To Process or to Decay: A Mechanistic View of the Nuclear RNA Exosome

  1. Elena Conti1
  1. 1Max-Planck-Institute of Biochemistry, Department of Structural Cell Biology, D-82152 Martinsried/Munich, Germany
  2. 2Max Perutz Labs, Department of Structural and Computational Biology, University of Vienna, 1030, Vienna, Austria
  1. Correspondence: conti{at}biochem.mpg.de

Abstract

The RNA exosome was originally discovered in yeast as an RNA-processing complex required for the maturation of 5.8S ribosomal RNA (rRNA), one of the constituents of the large ribosomal subunit. The exosome is now known in eukaryotes as the major 3′–5′ RNA degradation machine involved in numerous processing, turnover, and surveillance pathways, both in the nucleus and the cytoplasm.
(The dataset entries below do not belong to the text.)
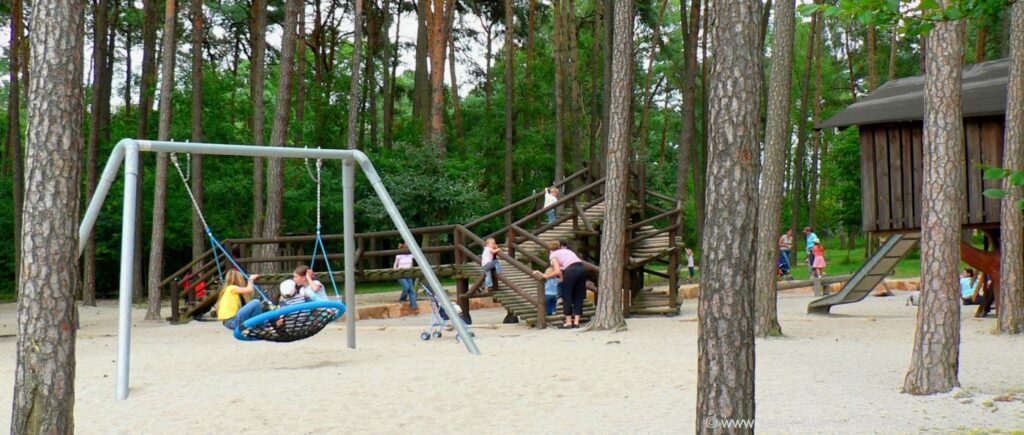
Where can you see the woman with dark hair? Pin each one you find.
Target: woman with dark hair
(564, 262)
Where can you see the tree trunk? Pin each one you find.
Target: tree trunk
(1011, 316)
(849, 62)
(392, 57)
(648, 98)
(128, 49)
(558, 52)
(256, 86)
(812, 205)
(300, 80)
(279, 133)
(725, 327)
(801, 153)
(147, 83)
(456, 101)
(44, 377)
(892, 53)
(509, 102)
(438, 28)
(613, 259)
(596, 71)
(979, 43)
(98, 129)
(872, 63)
(160, 185)
(936, 344)
(576, 101)
(199, 29)
(687, 134)
(421, 86)
(353, 90)
(770, 194)
(700, 160)
(14, 125)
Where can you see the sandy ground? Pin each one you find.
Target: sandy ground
(829, 375)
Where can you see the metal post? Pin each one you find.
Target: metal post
(421, 260)
(127, 258)
(348, 191)
(99, 194)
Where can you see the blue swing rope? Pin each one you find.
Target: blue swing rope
(318, 246)
(214, 243)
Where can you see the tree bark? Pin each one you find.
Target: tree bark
(353, 103)
(147, 83)
(800, 154)
(979, 43)
(687, 133)
(14, 124)
(256, 85)
(128, 49)
(279, 133)
(438, 29)
(655, 44)
(392, 57)
(936, 344)
(558, 51)
(44, 376)
(609, 299)
(849, 62)
(456, 101)
(98, 129)
(509, 102)
(812, 205)
(300, 79)
(421, 86)
(892, 53)
(576, 102)
(1011, 316)
(725, 327)
(199, 29)
(872, 63)
(770, 194)
(160, 185)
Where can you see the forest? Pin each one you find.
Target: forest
(224, 81)
(468, 105)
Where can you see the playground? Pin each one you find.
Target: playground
(836, 374)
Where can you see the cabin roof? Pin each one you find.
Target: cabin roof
(984, 93)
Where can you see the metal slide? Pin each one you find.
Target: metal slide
(869, 275)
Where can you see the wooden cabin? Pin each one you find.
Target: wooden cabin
(890, 125)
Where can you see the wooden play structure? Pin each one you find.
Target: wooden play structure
(454, 253)
(889, 121)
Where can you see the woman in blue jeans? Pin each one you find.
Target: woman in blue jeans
(229, 308)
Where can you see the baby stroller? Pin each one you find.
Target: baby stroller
(783, 267)
(438, 318)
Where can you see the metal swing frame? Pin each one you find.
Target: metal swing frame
(127, 151)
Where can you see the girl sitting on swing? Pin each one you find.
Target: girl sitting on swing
(229, 308)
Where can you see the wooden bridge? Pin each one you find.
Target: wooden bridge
(652, 245)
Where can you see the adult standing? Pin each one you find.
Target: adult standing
(550, 198)
(809, 245)
(785, 246)
(564, 262)
(406, 261)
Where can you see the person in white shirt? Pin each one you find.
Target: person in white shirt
(306, 284)
(404, 261)
(550, 197)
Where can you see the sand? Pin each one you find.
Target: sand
(829, 375)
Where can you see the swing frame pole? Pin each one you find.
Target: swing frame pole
(127, 151)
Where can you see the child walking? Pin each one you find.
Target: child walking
(819, 259)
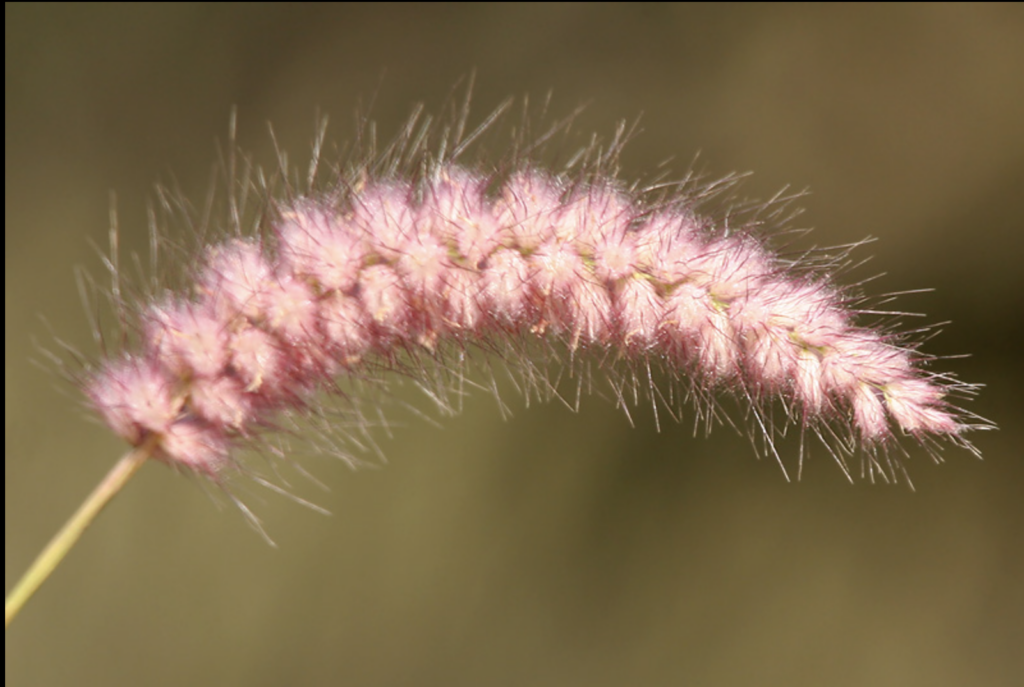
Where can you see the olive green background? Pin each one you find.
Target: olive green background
(553, 548)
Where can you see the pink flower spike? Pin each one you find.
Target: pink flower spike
(318, 243)
(188, 338)
(406, 262)
(235, 277)
(134, 396)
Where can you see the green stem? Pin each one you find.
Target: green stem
(66, 539)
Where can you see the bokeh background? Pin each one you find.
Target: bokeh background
(553, 548)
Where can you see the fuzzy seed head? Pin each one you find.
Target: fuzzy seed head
(386, 271)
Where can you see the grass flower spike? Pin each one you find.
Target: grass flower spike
(404, 260)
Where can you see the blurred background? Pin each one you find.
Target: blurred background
(553, 548)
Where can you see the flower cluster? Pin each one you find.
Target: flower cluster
(462, 257)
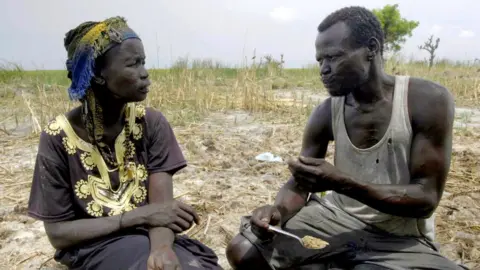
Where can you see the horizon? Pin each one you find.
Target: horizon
(225, 31)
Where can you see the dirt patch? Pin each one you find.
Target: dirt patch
(224, 182)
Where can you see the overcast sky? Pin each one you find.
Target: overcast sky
(32, 31)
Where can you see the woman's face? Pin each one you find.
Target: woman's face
(124, 71)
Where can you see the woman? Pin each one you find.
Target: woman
(103, 176)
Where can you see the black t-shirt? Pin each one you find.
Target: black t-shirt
(71, 180)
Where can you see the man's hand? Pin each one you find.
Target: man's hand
(163, 259)
(316, 175)
(262, 217)
(177, 216)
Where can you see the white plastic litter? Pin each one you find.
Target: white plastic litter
(268, 157)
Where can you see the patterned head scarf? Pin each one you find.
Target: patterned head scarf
(87, 42)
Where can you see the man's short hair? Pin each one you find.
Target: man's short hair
(362, 22)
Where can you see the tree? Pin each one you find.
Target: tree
(430, 46)
(395, 28)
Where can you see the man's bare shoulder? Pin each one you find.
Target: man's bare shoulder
(430, 104)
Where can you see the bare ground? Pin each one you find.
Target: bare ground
(224, 181)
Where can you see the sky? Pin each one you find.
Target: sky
(32, 31)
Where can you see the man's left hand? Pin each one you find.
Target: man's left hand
(316, 175)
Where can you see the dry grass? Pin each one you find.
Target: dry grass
(222, 118)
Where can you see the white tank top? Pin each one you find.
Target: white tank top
(384, 163)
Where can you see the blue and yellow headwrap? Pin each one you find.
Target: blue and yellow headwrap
(87, 42)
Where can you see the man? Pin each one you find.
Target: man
(393, 139)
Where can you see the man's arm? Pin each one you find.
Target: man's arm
(65, 234)
(432, 123)
(317, 134)
(160, 190)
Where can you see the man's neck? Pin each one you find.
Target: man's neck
(113, 109)
(377, 88)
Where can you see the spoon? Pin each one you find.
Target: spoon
(280, 231)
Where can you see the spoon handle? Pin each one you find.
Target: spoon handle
(280, 231)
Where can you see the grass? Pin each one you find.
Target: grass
(223, 117)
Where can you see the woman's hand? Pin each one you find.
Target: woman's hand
(177, 216)
(163, 259)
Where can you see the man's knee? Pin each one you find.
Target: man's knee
(242, 254)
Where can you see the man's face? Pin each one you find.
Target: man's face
(342, 67)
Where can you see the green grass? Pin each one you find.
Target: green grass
(189, 90)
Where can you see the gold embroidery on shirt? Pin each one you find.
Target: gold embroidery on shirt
(140, 194)
(98, 188)
(53, 128)
(140, 111)
(94, 209)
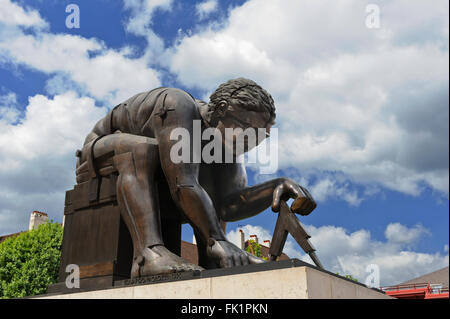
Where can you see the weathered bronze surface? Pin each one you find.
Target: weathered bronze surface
(126, 211)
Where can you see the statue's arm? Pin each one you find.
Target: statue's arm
(182, 177)
(239, 201)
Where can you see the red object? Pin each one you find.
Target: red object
(416, 291)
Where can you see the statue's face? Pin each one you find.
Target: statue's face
(242, 129)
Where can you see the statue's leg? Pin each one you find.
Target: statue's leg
(136, 160)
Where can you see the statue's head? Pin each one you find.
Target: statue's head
(242, 104)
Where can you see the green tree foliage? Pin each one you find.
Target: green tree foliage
(29, 262)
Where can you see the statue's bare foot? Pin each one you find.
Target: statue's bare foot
(159, 260)
(226, 254)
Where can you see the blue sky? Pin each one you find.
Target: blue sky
(362, 112)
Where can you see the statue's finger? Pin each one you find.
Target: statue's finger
(298, 204)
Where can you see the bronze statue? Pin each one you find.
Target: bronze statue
(133, 139)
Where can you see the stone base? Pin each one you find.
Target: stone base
(291, 279)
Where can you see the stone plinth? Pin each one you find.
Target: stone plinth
(291, 279)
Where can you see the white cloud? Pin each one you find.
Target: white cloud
(13, 14)
(140, 22)
(371, 104)
(106, 75)
(396, 233)
(350, 253)
(37, 158)
(205, 8)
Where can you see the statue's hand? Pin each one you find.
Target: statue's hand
(226, 255)
(303, 203)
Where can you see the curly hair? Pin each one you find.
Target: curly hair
(246, 94)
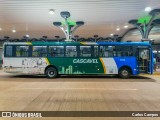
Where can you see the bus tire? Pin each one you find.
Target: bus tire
(124, 73)
(51, 72)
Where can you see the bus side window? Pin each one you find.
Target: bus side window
(56, 51)
(22, 51)
(107, 51)
(39, 51)
(71, 51)
(85, 51)
(9, 51)
(95, 51)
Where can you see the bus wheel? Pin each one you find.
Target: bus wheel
(124, 73)
(51, 72)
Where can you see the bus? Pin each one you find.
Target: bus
(67, 58)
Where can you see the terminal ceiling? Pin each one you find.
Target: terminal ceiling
(101, 17)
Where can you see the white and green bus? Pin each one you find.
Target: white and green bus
(57, 58)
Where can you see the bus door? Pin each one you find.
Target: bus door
(144, 60)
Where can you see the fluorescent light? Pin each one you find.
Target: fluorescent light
(51, 11)
(147, 9)
(126, 26)
(118, 29)
(27, 36)
(154, 51)
(13, 31)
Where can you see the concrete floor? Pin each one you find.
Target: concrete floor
(79, 93)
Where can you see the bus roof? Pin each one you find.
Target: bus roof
(80, 43)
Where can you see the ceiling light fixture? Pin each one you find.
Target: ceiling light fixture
(126, 26)
(13, 31)
(147, 9)
(51, 11)
(27, 36)
(118, 29)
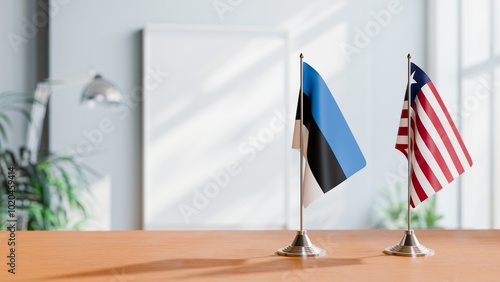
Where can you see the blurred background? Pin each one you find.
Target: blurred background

Yet its role in maturing the 5.8S rRNA in the pre-60S ribosomal particle remains probably the most intricate and emblematic among its functions, as it involves all the RNA unwinding, degradation, and trimming activities embedded in this macromolecular complex. Here, we propose a comprehensive mechanistic model, based on current biochemical and structural data, explaining the dual functions of the nuclear exosome—the constructive versus the destructive mode.